A commercial fishing company bought a used fishing vessel that had been built and sold years earlier. The first owner had added a skiff, a seine net, and spare parts. After a defect in a hydraulic system caused a fire and the ship sank, the later buyer sued the component maker and the original shipbuilder for the loss, including the added equipment. A trial court awarded damages; the Ninth Circuit said the added equipment was part of the product and barred tort recovery.

Reasoning

The Court reconsidered an earlier rule that prevents tort recovery for physical damage to the “product itself” but allows recovery for harm to “other property.” The Court held that the manufactured item becomes the “product itself” when the maker first sells it to an initial buyer. Things the initial buyer later adds are “other property,” even if the vessel is later resold. The Court rejected the Ninth Circuit’s rule that treated the resold, fully equipped vessel as the product itself and explained that resale does not erase the distinction between original product and later user-added equipment.

Real world impact

As a result, a later purchaser can seek tort damages for equipment a prior owner added when a defective component causes physical harm — provided ordinary tort rules (like foreseeability, causation, and fault) are met.

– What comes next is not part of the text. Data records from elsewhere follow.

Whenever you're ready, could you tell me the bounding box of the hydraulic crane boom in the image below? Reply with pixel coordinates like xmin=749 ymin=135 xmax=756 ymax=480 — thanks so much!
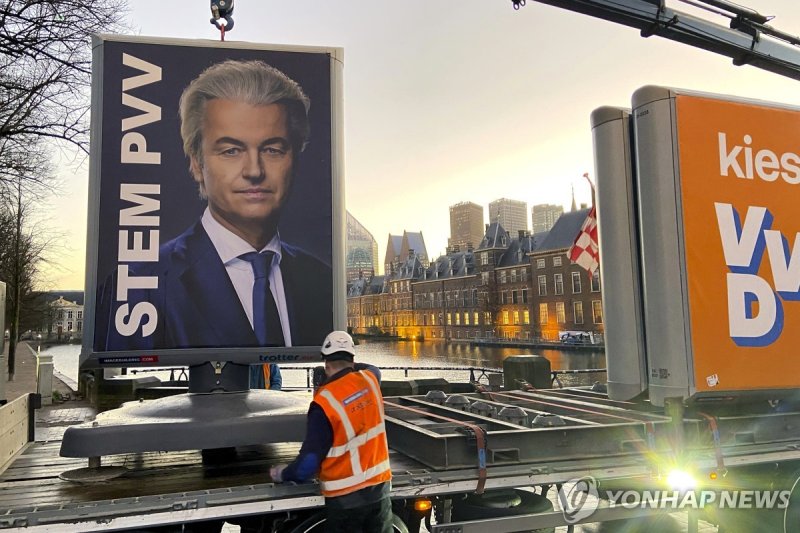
xmin=512 ymin=0 xmax=800 ymax=81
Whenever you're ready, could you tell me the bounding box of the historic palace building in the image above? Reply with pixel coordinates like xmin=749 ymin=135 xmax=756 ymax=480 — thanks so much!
xmin=347 ymin=209 xmax=604 ymax=344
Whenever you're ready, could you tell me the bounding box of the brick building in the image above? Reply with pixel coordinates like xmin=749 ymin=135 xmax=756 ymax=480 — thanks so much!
xmin=348 ymin=211 xmax=604 ymax=344
xmin=529 ymin=209 xmax=604 ymax=341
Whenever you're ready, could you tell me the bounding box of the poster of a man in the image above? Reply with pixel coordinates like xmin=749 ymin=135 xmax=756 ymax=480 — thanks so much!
xmin=87 ymin=37 xmax=340 ymax=362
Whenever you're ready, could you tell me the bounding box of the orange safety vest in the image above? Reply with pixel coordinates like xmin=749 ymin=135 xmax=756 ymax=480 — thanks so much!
xmin=315 ymin=370 xmax=391 ymax=498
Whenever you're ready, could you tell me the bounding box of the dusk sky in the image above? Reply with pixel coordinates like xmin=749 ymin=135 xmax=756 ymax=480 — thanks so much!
xmin=45 ymin=0 xmax=800 ymax=289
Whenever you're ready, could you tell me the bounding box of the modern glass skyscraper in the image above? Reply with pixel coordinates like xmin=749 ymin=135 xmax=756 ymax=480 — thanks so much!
xmin=346 ymin=211 xmax=379 ymax=281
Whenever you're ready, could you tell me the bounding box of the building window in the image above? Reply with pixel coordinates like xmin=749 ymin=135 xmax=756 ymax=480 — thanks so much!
xmin=513 ymin=311 xmax=520 ymax=325
xmin=455 ymin=313 xmax=460 ymax=325
xmin=538 ymin=275 xmax=547 ymax=296
xmin=474 ymin=312 xmax=479 ymax=325
xmin=591 ymin=270 xmax=601 ymax=292
xmin=537 ymin=258 xmax=545 ymax=269
xmin=512 ymin=290 xmax=518 ymax=304
xmin=510 ymin=269 xmax=517 ymax=283
xmin=58 ymin=310 xmax=64 ymax=320
xmin=481 ymin=272 xmax=489 ymax=285
xmin=556 ymin=302 xmax=566 ymax=324
xmin=553 ymin=256 xmax=562 ymax=267
xmin=481 ymin=252 xmax=488 ymax=265
xmin=539 ymin=303 xmax=549 ymax=325
xmin=465 ymin=312 xmax=470 ymax=325
xmin=522 ymin=288 xmax=528 ymax=304
xmin=77 ymin=321 xmax=82 ymax=332
xmin=554 ymin=273 xmax=564 ymax=295
xmin=500 ymin=271 xmax=507 ymax=284
xmin=520 ymin=268 xmax=528 ymax=281
xmin=574 ymin=301 xmax=584 ymax=324
xmin=503 ymin=310 xmax=509 ymax=325
xmin=572 ymin=271 xmax=582 ymax=293
xmin=77 ymin=311 xmax=83 ymax=319
xmin=593 ymin=300 xmax=603 ymax=323
xmin=447 ymin=313 xmax=452 ymax=325
xmin=484 ymin=312 xmax=491 ymax=325
xmin=67 ymin=321 xmax=73 ymax=331
xmin=501 ymin=291 xmax=508 ymax=304
xmin=523 ymin=310 xmax=530 ymax=324
xmin=67 ymin=311 xmax=73 ymax=319
xmin=472 ymin=289 xmax=478 ymax=305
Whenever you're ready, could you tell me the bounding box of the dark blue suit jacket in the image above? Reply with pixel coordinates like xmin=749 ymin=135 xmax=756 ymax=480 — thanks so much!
xmin=96 ymin=221 xmax=333 ymax=351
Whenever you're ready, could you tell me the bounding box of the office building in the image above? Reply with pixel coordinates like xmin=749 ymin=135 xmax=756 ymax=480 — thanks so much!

The decision applies under general maritime law and addresses commercial transactions; it preserves other limits on liability even as it restores recovery for user-added property.

Dissents or concurrances

Three Justices dissented, arguing the Court should have left the Ninth Circuit’s rule in place or adopted a purchaser-focused rule. The dissent warned that different resale facts and the first owner’s role might change whether additions count as part of the product.